Gray clouds, thick with rain, hover above the school where I work. A young man, who has just voted in today's election, hauls my griddle and the remnants of our Cinco de mayo celebration to my car and set them inside. He asks me about our school before adding that his son will attend here in the fall.
Rain drizzles lightly onto my scalp as I close the car door and stand there listening. He apologizes before admitting his ultimate plan to enroll the boy at the prestigious private school a few miles up the road. Pulling out his phone, he shows me a picture of the smiling four year old. Finally, he asks my name and introduces himself. We shake hands and part before rushing to seek shelter inside our cars. Turning the key I sit, momentarily appreciative of the warmth and dryness of my little car.
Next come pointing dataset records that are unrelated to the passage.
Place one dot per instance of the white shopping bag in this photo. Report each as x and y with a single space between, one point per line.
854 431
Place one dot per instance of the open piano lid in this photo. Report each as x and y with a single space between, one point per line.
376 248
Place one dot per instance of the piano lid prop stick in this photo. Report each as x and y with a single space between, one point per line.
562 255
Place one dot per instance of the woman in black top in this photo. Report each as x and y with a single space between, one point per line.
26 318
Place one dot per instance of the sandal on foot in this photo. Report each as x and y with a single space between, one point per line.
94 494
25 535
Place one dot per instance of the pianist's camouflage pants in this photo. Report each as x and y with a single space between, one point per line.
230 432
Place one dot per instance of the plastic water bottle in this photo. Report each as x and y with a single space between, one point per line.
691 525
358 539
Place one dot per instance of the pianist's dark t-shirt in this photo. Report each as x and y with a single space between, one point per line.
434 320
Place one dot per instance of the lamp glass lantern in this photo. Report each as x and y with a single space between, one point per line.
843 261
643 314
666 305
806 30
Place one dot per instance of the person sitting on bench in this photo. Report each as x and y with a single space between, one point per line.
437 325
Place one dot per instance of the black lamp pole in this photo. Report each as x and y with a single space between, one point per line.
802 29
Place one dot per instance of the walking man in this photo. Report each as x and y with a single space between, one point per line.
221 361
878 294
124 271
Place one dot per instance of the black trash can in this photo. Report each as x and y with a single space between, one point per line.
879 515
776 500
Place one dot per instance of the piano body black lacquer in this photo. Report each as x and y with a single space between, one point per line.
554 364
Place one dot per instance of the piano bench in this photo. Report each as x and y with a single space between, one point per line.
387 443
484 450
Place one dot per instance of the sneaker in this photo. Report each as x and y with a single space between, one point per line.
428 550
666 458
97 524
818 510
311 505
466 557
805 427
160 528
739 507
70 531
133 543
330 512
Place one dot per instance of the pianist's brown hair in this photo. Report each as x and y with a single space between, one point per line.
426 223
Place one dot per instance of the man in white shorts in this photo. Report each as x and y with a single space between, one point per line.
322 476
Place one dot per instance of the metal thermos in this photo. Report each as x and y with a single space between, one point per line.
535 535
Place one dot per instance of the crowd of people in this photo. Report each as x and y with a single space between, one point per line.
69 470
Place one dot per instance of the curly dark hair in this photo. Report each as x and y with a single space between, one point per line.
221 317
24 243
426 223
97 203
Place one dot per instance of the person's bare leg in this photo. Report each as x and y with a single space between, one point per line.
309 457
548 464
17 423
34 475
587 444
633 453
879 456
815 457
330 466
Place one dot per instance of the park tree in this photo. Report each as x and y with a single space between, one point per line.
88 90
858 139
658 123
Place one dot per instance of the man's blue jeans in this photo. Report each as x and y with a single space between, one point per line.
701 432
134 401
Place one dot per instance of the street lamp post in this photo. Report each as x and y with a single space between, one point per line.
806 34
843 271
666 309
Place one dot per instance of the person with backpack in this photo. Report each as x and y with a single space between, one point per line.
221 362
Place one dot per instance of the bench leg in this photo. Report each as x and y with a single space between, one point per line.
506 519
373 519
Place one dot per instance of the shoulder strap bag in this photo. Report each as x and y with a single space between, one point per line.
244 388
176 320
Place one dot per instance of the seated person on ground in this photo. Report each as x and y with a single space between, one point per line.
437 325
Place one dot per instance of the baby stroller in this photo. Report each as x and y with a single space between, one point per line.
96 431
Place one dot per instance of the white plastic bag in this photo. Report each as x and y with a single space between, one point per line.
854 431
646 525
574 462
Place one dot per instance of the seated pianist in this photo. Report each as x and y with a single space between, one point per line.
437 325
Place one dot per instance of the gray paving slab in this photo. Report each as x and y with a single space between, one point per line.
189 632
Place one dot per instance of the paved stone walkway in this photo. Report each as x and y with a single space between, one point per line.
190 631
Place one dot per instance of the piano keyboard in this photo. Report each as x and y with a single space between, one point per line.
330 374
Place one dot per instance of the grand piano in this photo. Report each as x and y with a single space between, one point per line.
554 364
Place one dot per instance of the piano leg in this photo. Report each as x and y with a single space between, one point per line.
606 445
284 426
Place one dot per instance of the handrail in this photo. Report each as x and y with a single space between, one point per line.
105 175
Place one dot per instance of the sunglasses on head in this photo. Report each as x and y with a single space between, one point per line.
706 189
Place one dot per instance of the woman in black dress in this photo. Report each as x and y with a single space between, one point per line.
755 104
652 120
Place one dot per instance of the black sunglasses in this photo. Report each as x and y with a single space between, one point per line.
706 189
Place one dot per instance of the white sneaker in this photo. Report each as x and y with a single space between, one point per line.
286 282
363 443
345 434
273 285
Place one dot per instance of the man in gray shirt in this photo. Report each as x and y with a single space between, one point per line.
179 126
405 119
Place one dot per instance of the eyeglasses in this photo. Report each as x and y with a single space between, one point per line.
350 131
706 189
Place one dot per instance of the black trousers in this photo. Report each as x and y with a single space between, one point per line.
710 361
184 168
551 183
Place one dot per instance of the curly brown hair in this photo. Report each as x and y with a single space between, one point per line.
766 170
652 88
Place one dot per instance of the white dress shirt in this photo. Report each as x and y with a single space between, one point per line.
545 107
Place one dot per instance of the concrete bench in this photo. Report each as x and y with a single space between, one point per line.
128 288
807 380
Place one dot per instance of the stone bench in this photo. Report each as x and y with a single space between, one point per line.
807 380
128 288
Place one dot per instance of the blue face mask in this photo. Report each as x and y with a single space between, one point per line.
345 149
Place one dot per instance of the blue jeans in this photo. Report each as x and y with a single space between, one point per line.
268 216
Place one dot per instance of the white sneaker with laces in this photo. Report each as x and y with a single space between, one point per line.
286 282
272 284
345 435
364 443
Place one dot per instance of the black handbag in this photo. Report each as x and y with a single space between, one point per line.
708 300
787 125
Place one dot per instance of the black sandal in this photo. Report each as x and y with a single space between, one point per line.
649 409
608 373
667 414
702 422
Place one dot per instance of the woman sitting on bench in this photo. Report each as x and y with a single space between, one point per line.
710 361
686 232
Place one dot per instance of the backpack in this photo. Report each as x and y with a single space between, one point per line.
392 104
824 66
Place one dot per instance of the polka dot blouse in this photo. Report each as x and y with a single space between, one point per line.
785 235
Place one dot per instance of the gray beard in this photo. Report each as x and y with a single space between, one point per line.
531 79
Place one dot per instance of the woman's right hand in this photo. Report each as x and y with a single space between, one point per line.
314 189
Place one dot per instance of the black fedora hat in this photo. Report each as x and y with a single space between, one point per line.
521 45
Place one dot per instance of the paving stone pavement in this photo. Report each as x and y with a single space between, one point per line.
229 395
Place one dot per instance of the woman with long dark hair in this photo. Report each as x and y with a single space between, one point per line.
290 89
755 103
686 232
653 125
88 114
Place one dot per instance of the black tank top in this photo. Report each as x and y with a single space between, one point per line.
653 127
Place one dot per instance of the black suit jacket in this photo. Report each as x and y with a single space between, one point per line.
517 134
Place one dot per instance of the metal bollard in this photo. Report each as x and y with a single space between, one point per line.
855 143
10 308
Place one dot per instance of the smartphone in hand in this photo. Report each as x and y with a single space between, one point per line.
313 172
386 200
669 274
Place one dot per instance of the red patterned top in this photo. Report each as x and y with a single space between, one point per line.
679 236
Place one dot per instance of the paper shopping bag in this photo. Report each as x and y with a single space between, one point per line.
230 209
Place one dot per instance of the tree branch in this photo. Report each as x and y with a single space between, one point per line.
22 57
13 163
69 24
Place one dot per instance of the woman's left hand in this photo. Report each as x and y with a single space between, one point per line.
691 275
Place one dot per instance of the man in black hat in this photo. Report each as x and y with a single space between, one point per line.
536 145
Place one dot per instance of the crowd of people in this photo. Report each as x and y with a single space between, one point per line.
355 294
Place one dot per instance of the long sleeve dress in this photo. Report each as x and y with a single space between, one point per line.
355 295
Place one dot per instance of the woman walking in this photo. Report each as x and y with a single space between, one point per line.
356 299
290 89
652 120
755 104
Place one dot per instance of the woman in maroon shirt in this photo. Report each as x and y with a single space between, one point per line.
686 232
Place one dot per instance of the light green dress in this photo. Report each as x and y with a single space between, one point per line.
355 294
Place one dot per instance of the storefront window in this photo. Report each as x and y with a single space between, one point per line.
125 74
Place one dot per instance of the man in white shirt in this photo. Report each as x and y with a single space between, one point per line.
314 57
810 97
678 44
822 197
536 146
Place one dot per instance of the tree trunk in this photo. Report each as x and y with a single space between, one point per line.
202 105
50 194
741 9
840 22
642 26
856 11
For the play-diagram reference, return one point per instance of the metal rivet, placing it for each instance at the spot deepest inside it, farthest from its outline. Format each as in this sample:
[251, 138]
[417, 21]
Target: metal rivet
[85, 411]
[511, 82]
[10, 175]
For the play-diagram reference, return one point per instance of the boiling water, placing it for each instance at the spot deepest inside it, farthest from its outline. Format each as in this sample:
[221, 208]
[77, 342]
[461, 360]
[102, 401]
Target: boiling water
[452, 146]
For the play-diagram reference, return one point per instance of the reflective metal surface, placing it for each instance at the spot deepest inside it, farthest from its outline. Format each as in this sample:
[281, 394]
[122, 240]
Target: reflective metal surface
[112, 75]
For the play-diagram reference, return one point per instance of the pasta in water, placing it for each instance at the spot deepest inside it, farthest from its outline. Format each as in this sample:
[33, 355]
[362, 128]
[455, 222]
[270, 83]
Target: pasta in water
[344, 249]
It is 5pm on election day. I have a 40 minute drive home and I still have to vote.
Today's election is not presidential but it's important. I'm afraid the number of voters might be low. This damp and drizzly weather may be regarded as another reason to stay home and leave the voting to others. I must admit, all I can think, as I inch my way north through heavy traffic is, I just want to get home, change into my favorite pajamas, aka leisure wear, and chill. But, of course, voting is non negotiable. No rest for the weary (me) until it's done.
So, I stop for coffee, and then continue north. I wrestle with the idea that I'll have to wait in a long line of voters because the issue of today's election is a hot item. I dread the thought of entering my neighborhood school, only to be slowed down and assigned a spot in the slow march toward the library to be greeted by pole workers, tired from the throngs of voters through out the day.
Perhaps I'll see neighbors or long lost aquaintences from the subdivision and strike up conversations. Maybe, just maybe, I'll run into one of my children's former elementary school teachers who happen to be working late. I wonder if they'll remember my children, or me, considering the fact that my youngest just graduated from college last Saturday...probably not.
As I suspected, the streets leading to the school have absolutely no traffic. Turning onto the drive that leads to the school, I note the nearly empty parking lot. I pull into a space directly across from the entrance and park. Two women, wearing "I voted" stickers rush to their cars.
Now fortified with coffee, I step out of my car and head toward the school. Once inside, I walk the empty hallway to the library. There is one man in line. The worker at the desk asks me to fill out the necessary form. I do and hand it to her, along with my license. From there, I am directed around the corner and handed a ballot inside of a large folder.
The voting booths stand silent. There is no line. I walk inside one and open the ballot. Reading and rereading the proposal, I am more sure than ever that my original voting plan is correct. So, I mark the ballot, remaining true to my original decision.
It is close to 6pm as I feed my ballot into the voting machine and hand the folder to another worker. I smile at her and ask, "What number am I?"
"243. There are stickers over there if you want one." she says before returning to her book.
I spot the "I Voted" stickers sitting on a table and stuck to the back of a chair. I pull one from the chair and stick it onto my jacket.
What a small turnout! I can only hope there will be a large number of "after six" voters who will descend upon this school, filling the parking lot and the halls inside. That the workers behind the counter will have to set their romance novels back inside their purses to accommodate the flow. But I know this is wishful thinking.
"How's your mom doing?" a worker asks as I head toward the exit door.
"She's fine," I say and smile.
"Tell her I said hello" she calls before waiting on the next voter.
I exit the school looking forward to the comfort and warmth of my home. Voters entering the building exchange smiles and greetings as we pass. I am thankful for the few who have come to exercise their right to vote.
Unlocking my car, I open the door to escape the drizzle once again. For just a moment, I take in the, mostly empty, parking lot and wonder which of my friends and coworkers will complain to me about the election's outcome, even though they did not bother to vote.
I'm getting too old for this.
My patience is short for those who choose to allow something as simple and easy as casting a ballot become too much of a burden.
I start the engine and pull out of the lot, knowing that I have done all I can to change this situation. I can only hope that it is enough.